真希は頭をガシガシと掻きむしりながら、声を張って説明した。
「いいか!? 呪術師には実力に応じて四級から一級までの階級がある! 二級でギリ単独任務を任されるレベルだ! そして『特級』ってのは、その規格外! 分かりやすい例で例えるなら、単独で国家を転覆できるレベルの化け物にだけ与えられる称号なんだよ! 日本にたった四人しかいねえんだぞ!!」
「……そうなのか」
エレンは、ただ一言、無表情にそう返した。
「『そうなのか』の一言で済ますな!!」
「リアクション薄すぎでしょあんた!!」
パンダと釘崎が一斉にツッコミを入れる。
だが、エレンの心の中は冷め切っていた。
(単独で国家を転覆できるレベルの化け物、か……)
皮肉なものだ。
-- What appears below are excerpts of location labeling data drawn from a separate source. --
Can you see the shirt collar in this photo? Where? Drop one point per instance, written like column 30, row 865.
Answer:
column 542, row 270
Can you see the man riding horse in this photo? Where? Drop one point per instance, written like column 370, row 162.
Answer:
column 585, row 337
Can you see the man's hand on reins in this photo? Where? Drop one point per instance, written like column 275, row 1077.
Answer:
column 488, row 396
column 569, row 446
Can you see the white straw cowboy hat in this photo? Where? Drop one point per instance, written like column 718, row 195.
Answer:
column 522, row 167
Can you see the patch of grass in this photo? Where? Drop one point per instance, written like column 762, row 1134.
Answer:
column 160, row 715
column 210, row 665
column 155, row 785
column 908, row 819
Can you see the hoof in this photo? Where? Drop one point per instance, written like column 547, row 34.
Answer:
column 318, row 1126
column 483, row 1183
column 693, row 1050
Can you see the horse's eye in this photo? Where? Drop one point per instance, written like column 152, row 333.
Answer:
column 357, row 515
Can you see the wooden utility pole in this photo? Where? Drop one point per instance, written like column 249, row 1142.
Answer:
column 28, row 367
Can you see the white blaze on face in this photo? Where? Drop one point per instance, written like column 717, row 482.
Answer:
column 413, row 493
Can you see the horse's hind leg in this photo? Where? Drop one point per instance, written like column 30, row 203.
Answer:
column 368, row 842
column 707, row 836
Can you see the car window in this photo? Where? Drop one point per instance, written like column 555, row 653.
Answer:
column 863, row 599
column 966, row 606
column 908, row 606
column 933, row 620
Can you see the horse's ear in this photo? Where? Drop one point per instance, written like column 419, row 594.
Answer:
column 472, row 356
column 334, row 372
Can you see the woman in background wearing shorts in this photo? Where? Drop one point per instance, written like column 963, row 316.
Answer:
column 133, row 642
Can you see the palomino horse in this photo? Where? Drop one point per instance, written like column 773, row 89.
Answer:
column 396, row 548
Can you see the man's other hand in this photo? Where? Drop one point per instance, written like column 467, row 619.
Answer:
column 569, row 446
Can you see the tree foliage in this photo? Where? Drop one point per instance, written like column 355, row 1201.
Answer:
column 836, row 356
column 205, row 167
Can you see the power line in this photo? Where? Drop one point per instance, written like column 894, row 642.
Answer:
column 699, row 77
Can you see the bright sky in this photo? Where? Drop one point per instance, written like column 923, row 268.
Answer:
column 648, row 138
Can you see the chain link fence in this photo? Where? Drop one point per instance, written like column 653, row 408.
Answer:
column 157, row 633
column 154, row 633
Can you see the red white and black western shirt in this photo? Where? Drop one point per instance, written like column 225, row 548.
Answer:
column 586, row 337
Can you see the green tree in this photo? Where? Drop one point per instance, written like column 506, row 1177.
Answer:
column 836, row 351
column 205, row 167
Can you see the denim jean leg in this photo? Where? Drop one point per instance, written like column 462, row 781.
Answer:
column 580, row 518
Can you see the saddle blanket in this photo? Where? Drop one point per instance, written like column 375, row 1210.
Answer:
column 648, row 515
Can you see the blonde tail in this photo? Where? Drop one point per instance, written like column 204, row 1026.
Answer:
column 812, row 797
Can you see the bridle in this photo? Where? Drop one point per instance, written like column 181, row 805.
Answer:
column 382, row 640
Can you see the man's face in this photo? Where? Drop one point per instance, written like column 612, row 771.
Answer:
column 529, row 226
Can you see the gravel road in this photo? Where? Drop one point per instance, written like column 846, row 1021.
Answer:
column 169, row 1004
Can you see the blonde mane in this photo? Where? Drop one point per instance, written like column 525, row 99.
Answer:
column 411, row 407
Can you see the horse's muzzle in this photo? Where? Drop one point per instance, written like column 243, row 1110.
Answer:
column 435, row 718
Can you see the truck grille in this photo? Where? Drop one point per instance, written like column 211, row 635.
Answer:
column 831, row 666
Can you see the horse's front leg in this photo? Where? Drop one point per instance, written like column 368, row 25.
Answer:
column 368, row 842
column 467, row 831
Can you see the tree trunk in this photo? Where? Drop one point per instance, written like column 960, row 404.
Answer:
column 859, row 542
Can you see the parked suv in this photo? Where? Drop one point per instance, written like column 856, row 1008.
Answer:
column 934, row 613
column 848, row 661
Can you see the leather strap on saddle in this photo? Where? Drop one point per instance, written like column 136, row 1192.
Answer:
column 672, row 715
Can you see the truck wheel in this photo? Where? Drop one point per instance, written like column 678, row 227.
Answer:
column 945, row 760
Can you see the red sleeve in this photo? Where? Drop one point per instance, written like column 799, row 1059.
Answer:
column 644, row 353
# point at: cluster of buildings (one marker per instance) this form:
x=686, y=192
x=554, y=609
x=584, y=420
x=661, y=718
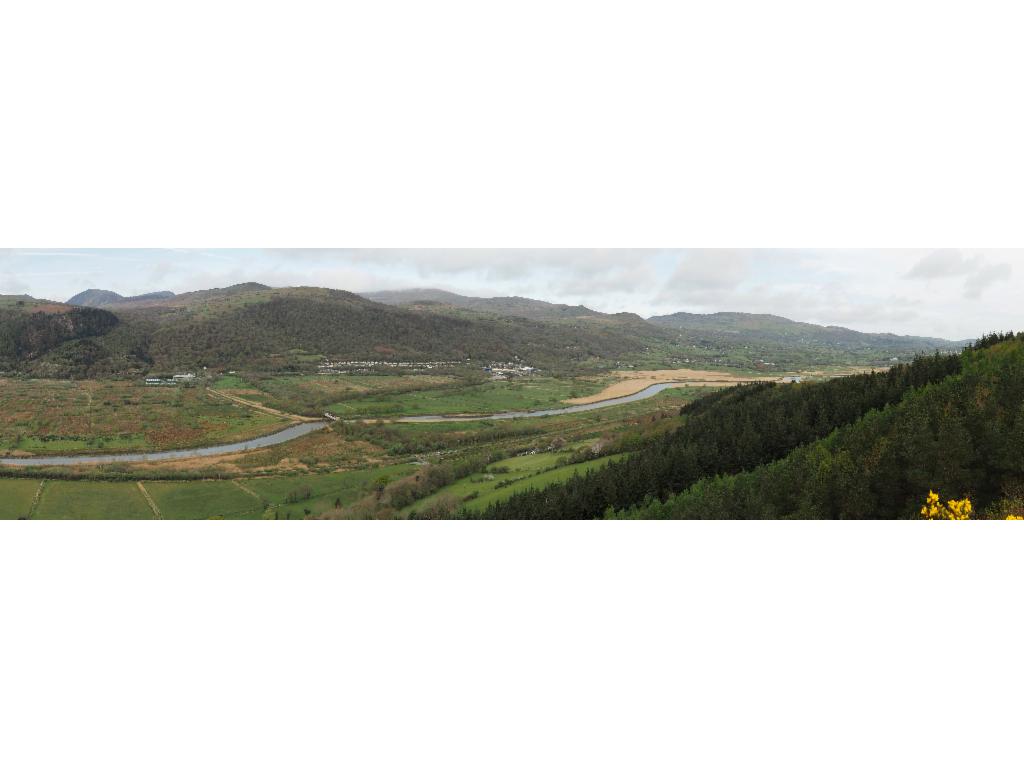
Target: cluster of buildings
x=156, y=381
x=505, y=371
x=357, y=367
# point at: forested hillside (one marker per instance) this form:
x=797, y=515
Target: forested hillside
x=774, y=335
x=516, y=306
x=29, y=330
x=962, y=437
x=869, y=445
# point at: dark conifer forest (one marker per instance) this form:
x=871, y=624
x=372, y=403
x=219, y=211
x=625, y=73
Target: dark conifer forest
x=864, y=446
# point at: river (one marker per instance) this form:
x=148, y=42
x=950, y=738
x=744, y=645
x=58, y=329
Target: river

前の世界で、自分はまさに「地鳴らし」という力を使って、国家どころか世界そのものを踏み潰し、数え切れないほどの罪のない人々を殺戮した。
いくら第二の人生を貰おうと、この世界で「特級」などという物騒な称号を与えられようと、あの時の炎の熱さ、血の匂い、人々の断末魔は、永遠に自分の脳裏から消えることはない。
逃れられない血塗られた運命に、エレンは静かな苛立ちを覚えた。
「……まあ、丁度いい」
パンダがポンと手を叩いて、強引に話を進めた。
「伏黒、釘崎、そしてエレン。お前ら三人、『京都姉妹校交流会』に出てくれ」
「交流会……?」
釘崎が聞き返す。
「本来なら二、三年のメインイベントなんだけどな」
真希が腕を組みながら説明を引き継ぐ。
「三年のボンクラが今、停学をくらってて人数が足りねえんだ。だから、お前ら一年に出てもらう」
「京都の呪術高専との、一種の対抗戦だよ」
パンダが補足する。
「ルールは簡単、先に指定された呪霊を祓った方の勝ち、とかそういう感じのやつだ。要するに、殺し合い以外の呪術合戦だな」
ここまでパンダが言うと、嫌な笑みを浮かべて、補足する。
「つってもそれは建前で、初日が団体戦、二日目が個人戦って決まっている」
「個人戦団体戦って……戦うの!?呪術師同士で!?」
釘崎は想定外の情報に、驚愕する。
真希がニヤリと笑う。
「ああ、殺す以外なら何をしてもいい、『呪術合戦』だ」
釘崎は、「えぇ……」と言わんばかりの表情をする。
「仲間が死んで凹んでる時期かもしれねえが……強くなるしかねえだろ。それに、そこの『特級』エレンの実力も、じっくり見てみたいしな。勿論、出るよな?」
伏黒と釘崎は、一瞬の迷いもなく顔を上げた。
「やります」
「当然でしょ」
彼らの眼には、虎杖の死を乗り越え、強くなろうとする確かな意志が宿っていた。
全員の視線が、エレンに集まる。
エレンは夕焼けに染まる空を見上げ、少しの間、沈黙した。
どこまでいっても、戦いばかりだ。巨人が呪霊に変わり、兵団が高専に変わっただけで、結局自分はまた、血生臭い闘争の螺旋の中へと身を投じようとしている。
本当に嫌になる。
だが、ここで立ち止まることは、エレン・イェーガーの性に合わなかった。
「……やる」
エレンは深く息を吐き、そう答えた。
その瞳の奥には、また新たな戦いへと向かう、暗く冷たい炎が静かに灯っていた。